Anggota DPR Sentil Kapolres Suka Cerutu, Wine dan Tak Respons WA

Jakarta

Wakil Ketua Komisi III DPR RI Adies Kadir menyentil gaya hidup polisi di level Direktur dan Kapolres yang menurutnya seperti raja kecil. Adies menyebut ada Kapolres yang sulit dihubungi dan bergaya hidup mewah.

“Kalau kita lihat di bawah, tingkat Dir, Kapolres sudah seperti raja raja kecil di daerah, kadang-kadang kita anggota Komisi III telepon saja tak diangkat, WA tak dibalas. Perilaku-perilaku seperti ini sudah memperlihatkan bahwa barusan jadi Kapolres sudah susah sekali. Perilakunya sudah luar biasa, seperti raja di daerah,” ujar Adies dalam rapat bersama Kapolri di Komisi III DPR, Rabu (24/8/2022).

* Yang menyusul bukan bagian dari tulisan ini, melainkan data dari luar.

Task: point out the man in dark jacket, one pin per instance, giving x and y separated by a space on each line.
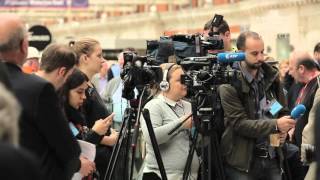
253 134
43 128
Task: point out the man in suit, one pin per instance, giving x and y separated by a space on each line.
43 129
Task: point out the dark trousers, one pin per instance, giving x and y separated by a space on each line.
261 169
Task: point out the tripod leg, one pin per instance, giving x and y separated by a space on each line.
116 149
219 169
186 171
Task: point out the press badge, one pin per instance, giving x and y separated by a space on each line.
275 107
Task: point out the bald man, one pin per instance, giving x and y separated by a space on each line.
43 129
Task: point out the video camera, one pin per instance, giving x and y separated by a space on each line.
138 71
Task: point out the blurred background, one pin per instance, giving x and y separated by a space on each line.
284 24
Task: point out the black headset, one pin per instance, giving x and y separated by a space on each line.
164 84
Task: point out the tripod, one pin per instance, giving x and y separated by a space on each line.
205 118
133 116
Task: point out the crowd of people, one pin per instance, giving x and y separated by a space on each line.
70 93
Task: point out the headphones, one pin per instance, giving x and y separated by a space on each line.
164 84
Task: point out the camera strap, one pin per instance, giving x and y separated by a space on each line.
186 130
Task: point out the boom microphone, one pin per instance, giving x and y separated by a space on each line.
298 111
231 57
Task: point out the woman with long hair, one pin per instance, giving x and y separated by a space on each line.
89 53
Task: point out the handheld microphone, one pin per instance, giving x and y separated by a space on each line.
231 57
298 111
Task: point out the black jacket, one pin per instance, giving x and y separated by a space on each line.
43 128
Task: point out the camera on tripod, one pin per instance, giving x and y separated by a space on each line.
138 71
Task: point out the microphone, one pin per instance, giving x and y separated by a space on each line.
298 111
231 57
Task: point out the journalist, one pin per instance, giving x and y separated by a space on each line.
254 133
167 109
89 54
43 129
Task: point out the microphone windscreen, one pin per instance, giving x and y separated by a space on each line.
231 57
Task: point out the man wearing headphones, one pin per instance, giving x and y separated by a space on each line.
167 110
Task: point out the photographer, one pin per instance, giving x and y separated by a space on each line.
224 33
167 110
253 134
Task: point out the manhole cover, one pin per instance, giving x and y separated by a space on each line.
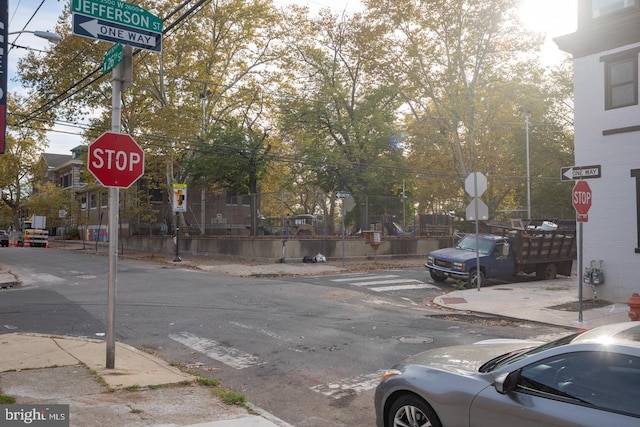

Gaya hidup mewah itu, menurut Adies, mempengaruhi indeks kepercayaan publik terhadap institusi Polri. Dia menyayangkan polisi di tingkat bawah yang bergaya hidup mewah.

ADVERTISEMENT

SCROLL TO RESUME CONTENT

“Saya mengenal Pak Kapolri, Pak Sigit, Pak Gatot (Wakapolri), Pak Agus (Kabareskrim), Pak Agung (Irwasum Polri), Pak Dofiri (Kabaintelkam), Pak Anang (Dankorbrimob) sudah lama, setiap saya berkomunikasi, saya WA, saya telepon dan prilaku hidup yang bersangkutan saya lihat sampai saat ini biasa-biasa aja, tidak ada perubahan. Tetap komunikasi kami baik,” ujar Adies.

Selain itu, Adies menyoroti gaya hidup Kapolres yang mewah. Dia menyebut ada yang suka cerutu hingga wine.

“Kemudian kita juga lihat gaya hidup mereka, sudah mulai pakai cerutu, pasti ada cerutu, sudah mulai pake wine, mobilnya juga sudah mewah-mewah, kalau kita lihat juga perilaku istri-istrinya, itu pakai tas Hermes, itu sudah gonta-ganti. Jadi luar biasa,” paparnya.

Adies tak melarang polisi memiliki mobil ada benda-benda mewah lainnya. Hanya, dia mengingatkan agar hal itu tidak diunggah ke media sosial.

“Janganlah diperlihatkan sehingga membuat masyarakat itu nyinyir, membuat masyarakat melihat ‘Oh ternyata Polri’, padahal tidak begitu,” katanya.

Dia berpesan agar anggota Polri meningkatkan kembali kepercayaan publik. Termasuk menunjukkan kekompakan dalam institusi Polri.

“Agar tidak terkesan terpecah belah di dalam institusi Polri tersebut. Semakin Polri ini solid semakin kuat, masyarakat juga akan melihat bahwa inilah wajah Polri kita, jangan sampai terpecah belah yang akan membuat institusi ini nanti dikhawatirkan akan semakin terpuruk,” kata Adies.